Vietato criticare l'islam. All'Onu le idi di marzo della libertà d'espressione
Nel 1994 il leader del regime islamico del Sudan Bashir potè tranquillamente affermare che le Nazioni Unite non avevano alcun diritto di criticare il suo paese soltanto perché amputa braccia oppure perché crocifigge e decapita i detenuti. Per molti anni i paesi dell'Organizzazione della Conferenza islamica avevano cercato di bandire la critica dell'islam. Oggi potrebbero riuscirci.

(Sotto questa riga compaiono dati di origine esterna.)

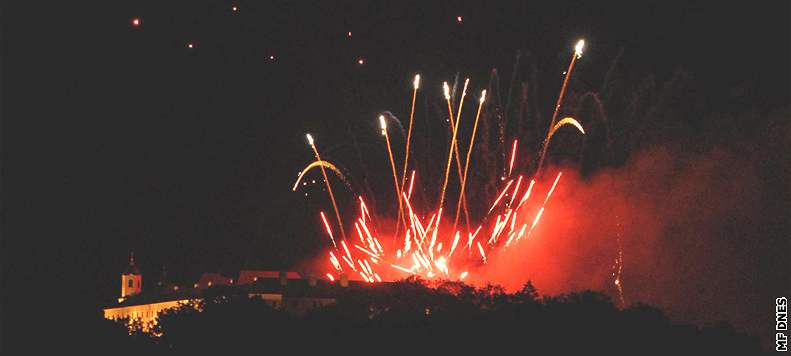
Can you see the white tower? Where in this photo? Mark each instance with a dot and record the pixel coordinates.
(131, 280)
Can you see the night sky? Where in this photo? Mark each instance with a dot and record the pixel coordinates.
(179, 137)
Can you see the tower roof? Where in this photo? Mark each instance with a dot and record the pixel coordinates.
(132, 268)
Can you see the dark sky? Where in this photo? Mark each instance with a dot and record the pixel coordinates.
(118, 138)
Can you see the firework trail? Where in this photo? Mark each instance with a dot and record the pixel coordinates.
(577, 54)
(324, 164)
(327, 182)
(383, 126)
(467, 162)
(424, 247)
(453, 140)
(453, 127)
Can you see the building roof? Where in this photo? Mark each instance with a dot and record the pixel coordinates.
(251, 276)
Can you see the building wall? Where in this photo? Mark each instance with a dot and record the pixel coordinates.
(146, 313)
(136, 284)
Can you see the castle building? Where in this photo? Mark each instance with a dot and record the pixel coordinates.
(283, 290)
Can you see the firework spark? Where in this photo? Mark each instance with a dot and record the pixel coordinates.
(577, 54)
(427, 248)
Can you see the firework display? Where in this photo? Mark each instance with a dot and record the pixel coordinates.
(421, 244)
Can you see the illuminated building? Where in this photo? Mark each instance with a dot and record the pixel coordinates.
(284, 290)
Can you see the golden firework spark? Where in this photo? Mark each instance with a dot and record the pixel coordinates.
(329, 187)
(315, 164)
(383, 126)
(577, 54)
(467, 160)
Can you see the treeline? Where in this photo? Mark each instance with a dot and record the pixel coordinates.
(409, 317)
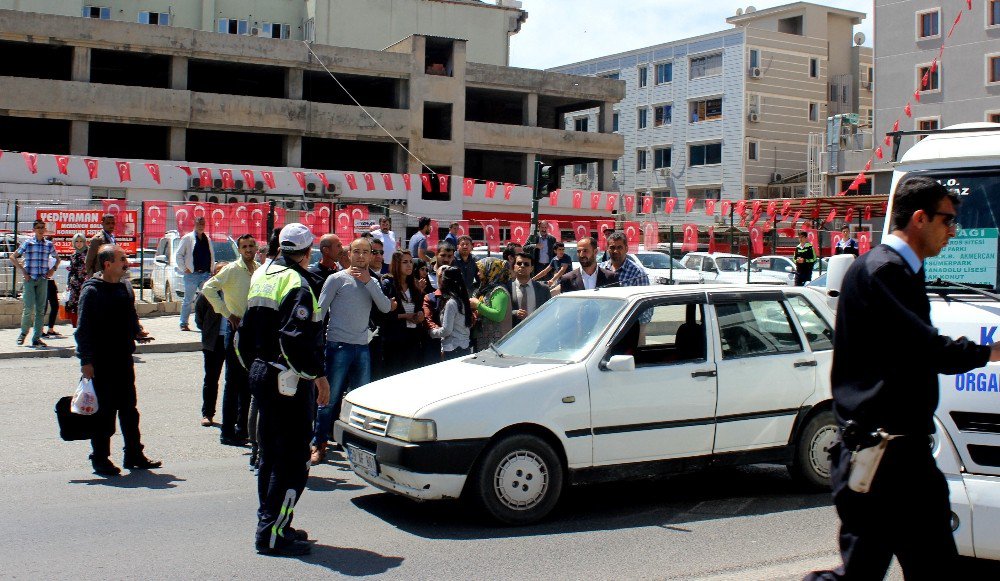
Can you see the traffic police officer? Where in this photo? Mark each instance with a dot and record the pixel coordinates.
(278, 342)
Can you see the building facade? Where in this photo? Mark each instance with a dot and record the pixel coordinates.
(728, 115)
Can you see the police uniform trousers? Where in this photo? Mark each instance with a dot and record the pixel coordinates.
(906, 513)
(284, 429)
(114, 384)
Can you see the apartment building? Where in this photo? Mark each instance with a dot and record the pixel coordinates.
(728, 115)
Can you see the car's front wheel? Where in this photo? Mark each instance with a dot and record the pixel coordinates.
(519, 479)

Nel 1994 il leader del regime islamico del Sudan Bashir potè tranquillamente affermare che le Nazioni Unite non avevano alcun diritto di criticare il suo paese soltanto perché amputa braccia oppure perché crocifigge e decapita i detenuti. Per molti anni i paesi dell'Organizzazione della Conferenza islamica avevano cercato di bandire la critica dell'islam. Oggi potrebbero riuscirci con la risoluzione numero 62/154. Titolo: “Combattere la diffamazione delle religioni”. E' il più micidiale strumento di soppressione della libertà di espressione.

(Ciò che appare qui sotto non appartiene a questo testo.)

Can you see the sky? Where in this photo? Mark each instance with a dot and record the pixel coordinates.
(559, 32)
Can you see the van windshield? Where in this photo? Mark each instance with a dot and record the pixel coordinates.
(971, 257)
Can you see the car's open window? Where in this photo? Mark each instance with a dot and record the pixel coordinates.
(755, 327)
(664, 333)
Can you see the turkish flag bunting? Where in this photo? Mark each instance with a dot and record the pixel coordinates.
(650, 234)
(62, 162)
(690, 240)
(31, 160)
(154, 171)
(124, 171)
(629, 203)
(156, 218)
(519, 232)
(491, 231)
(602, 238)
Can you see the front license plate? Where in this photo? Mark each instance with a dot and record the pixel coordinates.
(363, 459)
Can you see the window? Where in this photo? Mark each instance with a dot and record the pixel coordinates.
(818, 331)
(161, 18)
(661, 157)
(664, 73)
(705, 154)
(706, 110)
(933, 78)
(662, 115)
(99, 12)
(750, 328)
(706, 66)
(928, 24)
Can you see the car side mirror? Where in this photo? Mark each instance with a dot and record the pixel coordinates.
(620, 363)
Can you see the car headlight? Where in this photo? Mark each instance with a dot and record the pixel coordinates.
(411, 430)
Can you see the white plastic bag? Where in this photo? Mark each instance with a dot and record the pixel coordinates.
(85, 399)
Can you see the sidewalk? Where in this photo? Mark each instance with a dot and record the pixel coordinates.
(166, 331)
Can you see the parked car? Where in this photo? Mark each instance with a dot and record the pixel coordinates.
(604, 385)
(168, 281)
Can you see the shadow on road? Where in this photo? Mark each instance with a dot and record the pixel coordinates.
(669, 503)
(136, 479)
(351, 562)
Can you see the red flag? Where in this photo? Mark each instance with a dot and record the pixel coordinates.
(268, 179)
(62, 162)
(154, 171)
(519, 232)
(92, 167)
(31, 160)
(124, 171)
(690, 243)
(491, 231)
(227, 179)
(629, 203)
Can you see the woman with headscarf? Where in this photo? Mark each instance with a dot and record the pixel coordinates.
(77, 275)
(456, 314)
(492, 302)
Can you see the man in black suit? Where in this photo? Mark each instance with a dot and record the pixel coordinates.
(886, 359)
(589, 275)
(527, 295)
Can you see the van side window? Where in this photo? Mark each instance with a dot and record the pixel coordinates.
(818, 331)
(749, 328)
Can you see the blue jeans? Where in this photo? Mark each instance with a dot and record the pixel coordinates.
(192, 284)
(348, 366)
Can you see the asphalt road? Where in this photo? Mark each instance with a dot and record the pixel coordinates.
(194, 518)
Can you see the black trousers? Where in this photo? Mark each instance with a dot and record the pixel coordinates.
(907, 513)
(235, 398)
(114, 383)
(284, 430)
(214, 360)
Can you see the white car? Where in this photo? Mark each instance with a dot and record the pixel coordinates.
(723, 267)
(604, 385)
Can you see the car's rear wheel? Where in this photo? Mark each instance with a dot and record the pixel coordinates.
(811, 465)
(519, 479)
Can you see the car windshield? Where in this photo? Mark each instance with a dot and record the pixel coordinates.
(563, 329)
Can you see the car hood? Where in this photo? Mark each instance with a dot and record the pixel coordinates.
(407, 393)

La Conferenza islamica lo ha presentato venerdì a Ginevra al fine di proporre “azioni a livello locale, nazionale, regionale e internazionale” contro la libertà d'espressione. I regimi islamici hanno chiesto al Consiglio dell'Onu per i diritti umani, riunito da Ginevra, di fornire “una protezione adeguata contro tutti gli atti di odio derivanti dalla diffamazione delle religioni”. Il documento denuncia “con profonda preoccupazione” una campagna di “diffamazione delle religioni” e di “incitamento all'odio religioso”. La risoluzione dovrebbe essere discussa dal Consiglio dell'Onu il prossimo 27 marzo. Se il testo sarà adottato, il 27 marzo sarà una data da segnare. L'intero occidente finirà sul banco degli imputati per le sue presunte persecuzioni e critiche dell'islam. Questo testo orwelliano distorce il significato di diritti umani e di libertà religiosa e segna un gigantesco passo indietro nella libertà d'espressione. Chiunque critichi l'islam potrebbe essere passibile di azione legale.
L'Organizzazione della Conferenza islamica, il più potente blocco di votanti alle Nazioni Unite, aveva messo la Libia a capo della preparazione di “Durban II”, la conferenza contro il razzismo che si terrà a Ginevra e che è già stata trasformata in una parata antisemita. “Con questa risoluzione, le nazioni potranno richiedere l'estradizione e il processo di coloro che fanno commenti critici di una o più fedi”, dice l'avvocato Marc Stern di First Amendment. Anche Sarah Kaiser dell'associazione René Cassin, che sarà presente a Ginevra, sostiene che la cosa più velenosa della risoluzione è il fatto di “assegnare un diritto a una idea e una preferenza all'idea rispetto agli individui”. Il ministro degli Esteri olandese, Maxime Verhagen, proprio a causa di questa risoluzione chiede all'Unione europea di boicottare Ginevra.
Lo sceicco dell'università di Al Azhar, Mohammad Tantaoui, massima autorità religiosa dell'islam sunnita, ha chiesto che la risoluzione contenga “sanzioni dissuasive”. In Giordania l'associazione degli avvocati vuole già processare per diffamazione della religione i vignettisti danesi del Jyllands Posten, che ritrassero Maometto in modo blasfemo.
Se approvata, la risoluzione non passerà inosservata. “Diventerà una norma legale internazionale”, spiega Leon Saltiel, direttore di UN Watch. E sarà una norma valida anche in paesi come Italia, Stati Uniti, Canada e Israele che boicotteranno Ginevra. Nella sessione del dicembre 2007 del Consiglio per i Diritti Umani, la stessa Conferenza islamica si era opposta a “riconoscere il diritto degli individui di cambiare liberamente religione”. Nei regimi islamici ci sono norme contro le conversioni e la blasfemia. Sempre dalle Nazioni Unite il 19 settembre 1981, presso la sede dell'Unicef di Parigi, aveva preso avvio la Dichiarazione islamica dei diritti umani, secondo la quale “tutti gli uomini sono sottomessi a Dio” e la quale afferma che la sharia, la legge islamica, precede e sottomette il diritto alla vita proclamato dalla carta dell'Onu del 1948. Dal prossimo 27 marzo sarà più difficile denunciare i crimini commessi in nome dell'islam.